Filamin A is an X‐linked, ubiquitous actin‐binding protein whose mutations are associated to multiple disorders with limited genotype–phenotype correlations. While gain‐of‐function mutations cause various bone dysplasias, loss‐of‐function variants are the most common cause of periventricular nodular heterotopias with variable soft connective tissue involvement, as well as X‐linked cardiac valvular dystrophy (XCVD). The term “Ehlers–Danlos syndrome (EDS) with periventricular heterotopias” has been used in females with neurological, cardiovascular, integument and joint manifestations, but this nosology is still a matter of debate. We report the clinical and molecular update of an Italian family with an X‐linked recessive soft connective tissue disorder and which was described, in 1975, as the first example of EDS type V of the Berlin nosology. The cutaneous phenotype of the index patient was close to classical EDS and all males died for a lethal cardiac valvular dystrophy. Whole exome sequencing identified the novel c.1829‐1G>C splice variation in FLNA in two affected cousins. The nucleotide change was predicted to abolish the canonical splice acceptor site of exon 13 and to activate a cryptic acceptor site 15 bp downstream, leading to in frame deletion of five amino acid residues (p.Phe611_Gly615del).

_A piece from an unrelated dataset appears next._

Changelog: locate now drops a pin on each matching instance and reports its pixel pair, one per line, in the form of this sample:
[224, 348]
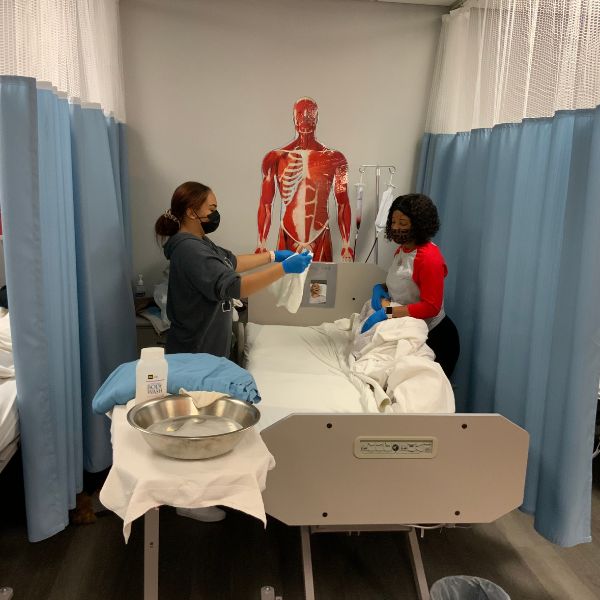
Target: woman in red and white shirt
[415, 279]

The predicted in frame deletion clusters with all the mutations previously identified in XCVD and falls within the N‐terminus rod 1 domain of filamin A. Our findings expand the male‐specific phenotype of FLNA mutations that now includes classical‐like EDS with lethal cardiac valvular dystrophy, and offer further insights for the genotype–phenotype correlations within this spectrum. © 2016 Wiley Periodicals, Inc.